On Friday, all three key indices of Wall St. had gained across the board with growth-stock heavy Nasdaq jumping over 2.5 per cent, as upbeat quarterly earnings’ reports from Netflix Inc had tuned up the tone in the day’s Wall Street.
On top of that, Google parent Alphabet rose sharply following an announcement that the online advertisement industry behemoth would be slashing as many as 12,000 jobs. If truth is to be spoken, in the day’s dazzling run of all three major indices came against the backdrop of a growing optimism that the US Fed might just pause its rate-hike cycle at the January 31-February 1 policy meet following a flurry of dismal economic data.

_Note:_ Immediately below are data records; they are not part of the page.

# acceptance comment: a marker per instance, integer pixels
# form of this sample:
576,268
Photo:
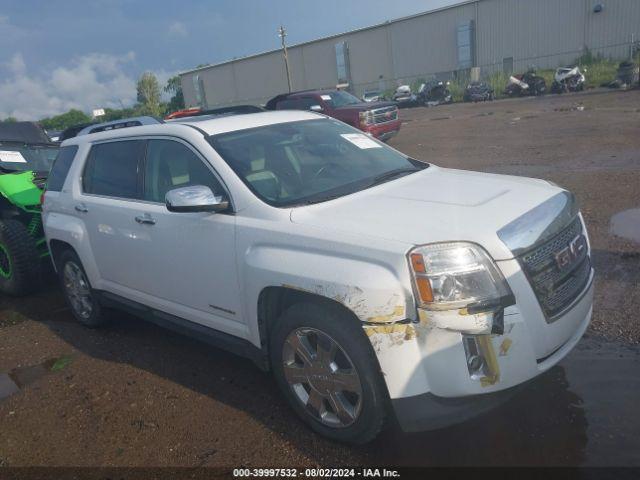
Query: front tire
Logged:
20,272
327,370
81,298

On Friday, US NAR (National Association of Realtors) data had confirmed that the US housing market had entered into a recession, as first-time buyers stayed at the bay amid a rapid upsurge in mortgages. Data from US NAR had unveiled that US existing home sales had tumbled to a nearly 12-year-low, while earlier in the week, Government data had shown that US retails sales were slumped to a nearly 12-months low, raising hopes of an ease in the US Fed's ultra-hawkish monetary policy.
The latest rise in mortgage rates took place well in an alignment with the US Fed’s hawkish rate-hike policy.
Wall St. gains as on upbeat Netflix earnings’ report
Citing statistics, in the day’s Wall St.
wind-down, trade-sensitive Dow gained 1.0 per cent to 33,375.49 and Wall Street bellwether S&P 500 soared 1.89 per cent, while tech-heavy Nasdaq rose 2.66 per cent to 11,140.43. Meanwhile, meanwhile, addressing that the day’s upward spiral could be stemmed of a buy-the-dip frenzy, a managing partner at Kace Capital Advisors in Boca Raton, Florida, Ken Polcari said, “Today’s action is probably because we had three down days so it got into a little bit of an oversold position and they are just doing a little bit of bargain hunting today.
If people are viewing an opportunity, if they are getting more comfortable with the Fed’s narrative... investors are starting to buy into that narrative and saying 'OK that is the way it is, let’s look at the stocks that got really beaten up' because the market is a discounting mechanism”.